= Zener–Hollomon parameter =

In materials science, the Zener–Hollomon parameter, typically denoted as Z, is used to relate changes in temperature or strain-rate to the stress-strain behavior of a material. It has been most extensively applied to the forming of steels at increased temperature, when creep is active. It is given by

$Z= \dot {\varepsilon} \exp(Q/RT)$

where $\dot {\varepsilon}$ is the strain rate, Q is the activation energy, R is the gas constant, and T is the temperature. The Zener–Hollomon parameter is also known as the temperature compensated strain rate, since the two are inversely proportional in the definition. It is named after Clarence Zener and John Herbert Hollomon, Jr. who established the formula based on the stress-strain behavior in steel.

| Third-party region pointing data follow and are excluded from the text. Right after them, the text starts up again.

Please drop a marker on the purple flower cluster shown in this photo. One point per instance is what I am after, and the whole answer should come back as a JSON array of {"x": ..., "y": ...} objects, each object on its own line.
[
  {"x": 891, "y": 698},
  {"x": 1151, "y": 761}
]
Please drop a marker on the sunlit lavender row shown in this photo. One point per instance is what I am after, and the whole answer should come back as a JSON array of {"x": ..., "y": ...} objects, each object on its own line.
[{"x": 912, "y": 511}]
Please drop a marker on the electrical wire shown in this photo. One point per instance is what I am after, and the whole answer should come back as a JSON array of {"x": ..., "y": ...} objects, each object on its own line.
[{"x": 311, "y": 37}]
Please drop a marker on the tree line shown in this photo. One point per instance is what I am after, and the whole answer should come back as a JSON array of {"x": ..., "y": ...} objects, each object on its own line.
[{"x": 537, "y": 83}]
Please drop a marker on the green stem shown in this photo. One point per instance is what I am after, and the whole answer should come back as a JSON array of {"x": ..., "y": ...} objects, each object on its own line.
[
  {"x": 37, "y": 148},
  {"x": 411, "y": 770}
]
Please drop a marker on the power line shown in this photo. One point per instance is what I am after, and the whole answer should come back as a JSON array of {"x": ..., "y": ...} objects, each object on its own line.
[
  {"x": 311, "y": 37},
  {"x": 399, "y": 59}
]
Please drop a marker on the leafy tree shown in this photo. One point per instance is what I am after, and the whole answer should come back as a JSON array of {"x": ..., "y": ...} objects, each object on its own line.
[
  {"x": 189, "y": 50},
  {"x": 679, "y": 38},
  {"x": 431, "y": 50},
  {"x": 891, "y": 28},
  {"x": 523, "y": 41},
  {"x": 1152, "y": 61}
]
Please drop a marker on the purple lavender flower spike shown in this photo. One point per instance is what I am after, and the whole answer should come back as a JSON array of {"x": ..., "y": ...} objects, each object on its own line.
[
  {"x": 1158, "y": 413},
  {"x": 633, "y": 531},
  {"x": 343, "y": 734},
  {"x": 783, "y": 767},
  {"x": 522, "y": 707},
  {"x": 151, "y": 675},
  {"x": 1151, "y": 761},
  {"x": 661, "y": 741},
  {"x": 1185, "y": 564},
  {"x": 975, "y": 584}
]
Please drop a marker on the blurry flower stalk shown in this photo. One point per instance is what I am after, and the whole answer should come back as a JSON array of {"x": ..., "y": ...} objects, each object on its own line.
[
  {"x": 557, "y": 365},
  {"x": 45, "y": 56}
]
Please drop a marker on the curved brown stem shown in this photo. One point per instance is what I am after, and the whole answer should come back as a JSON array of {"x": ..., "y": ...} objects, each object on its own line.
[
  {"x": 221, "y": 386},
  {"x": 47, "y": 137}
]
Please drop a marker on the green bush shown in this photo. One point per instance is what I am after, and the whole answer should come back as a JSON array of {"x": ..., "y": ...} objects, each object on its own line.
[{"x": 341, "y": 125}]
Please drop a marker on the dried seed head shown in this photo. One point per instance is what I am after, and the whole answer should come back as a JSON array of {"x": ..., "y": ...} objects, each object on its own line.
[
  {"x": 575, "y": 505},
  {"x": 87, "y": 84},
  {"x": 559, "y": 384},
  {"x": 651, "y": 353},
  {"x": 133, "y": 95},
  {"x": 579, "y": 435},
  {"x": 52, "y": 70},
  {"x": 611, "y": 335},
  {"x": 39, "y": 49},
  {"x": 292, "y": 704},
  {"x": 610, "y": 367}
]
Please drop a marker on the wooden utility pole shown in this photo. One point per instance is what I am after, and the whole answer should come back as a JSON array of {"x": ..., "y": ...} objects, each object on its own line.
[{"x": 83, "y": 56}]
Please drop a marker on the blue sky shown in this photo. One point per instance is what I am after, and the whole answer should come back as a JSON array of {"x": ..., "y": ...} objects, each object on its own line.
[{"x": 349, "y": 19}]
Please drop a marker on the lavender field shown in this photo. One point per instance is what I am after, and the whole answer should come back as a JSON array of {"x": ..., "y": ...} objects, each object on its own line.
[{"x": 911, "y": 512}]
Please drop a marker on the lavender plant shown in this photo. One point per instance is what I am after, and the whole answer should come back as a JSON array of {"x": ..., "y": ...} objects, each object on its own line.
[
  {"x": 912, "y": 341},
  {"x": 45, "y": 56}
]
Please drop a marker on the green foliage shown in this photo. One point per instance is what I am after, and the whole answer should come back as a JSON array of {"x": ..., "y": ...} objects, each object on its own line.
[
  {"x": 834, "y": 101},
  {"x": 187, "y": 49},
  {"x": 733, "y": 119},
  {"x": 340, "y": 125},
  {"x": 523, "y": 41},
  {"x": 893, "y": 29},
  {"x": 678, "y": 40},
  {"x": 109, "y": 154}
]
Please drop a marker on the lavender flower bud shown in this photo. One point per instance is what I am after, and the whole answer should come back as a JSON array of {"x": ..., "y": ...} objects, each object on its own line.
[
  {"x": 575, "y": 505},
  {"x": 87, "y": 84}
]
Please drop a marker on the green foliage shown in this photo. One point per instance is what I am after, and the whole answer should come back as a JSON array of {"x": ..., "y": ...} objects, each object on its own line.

When plastically deforming a material, the flow stress depends heavily on both the strain-rate and temperature. During forming processes, Z may help determine appropriate changes in strain-rate or temperature when the other variable is altered, in order to keep material flowing properly. Z has also been applied to some metals over a large range of strain rates and temperatures and shown comparable microstructures at the end-of-processing, as long as Z remained similar. This is because the relative activity of various deformation mechanisms is typically inversely proportional to temperature or strain-rate, such that decreasing strain rate or increasing temperature will increase Z and promote plastic deformation.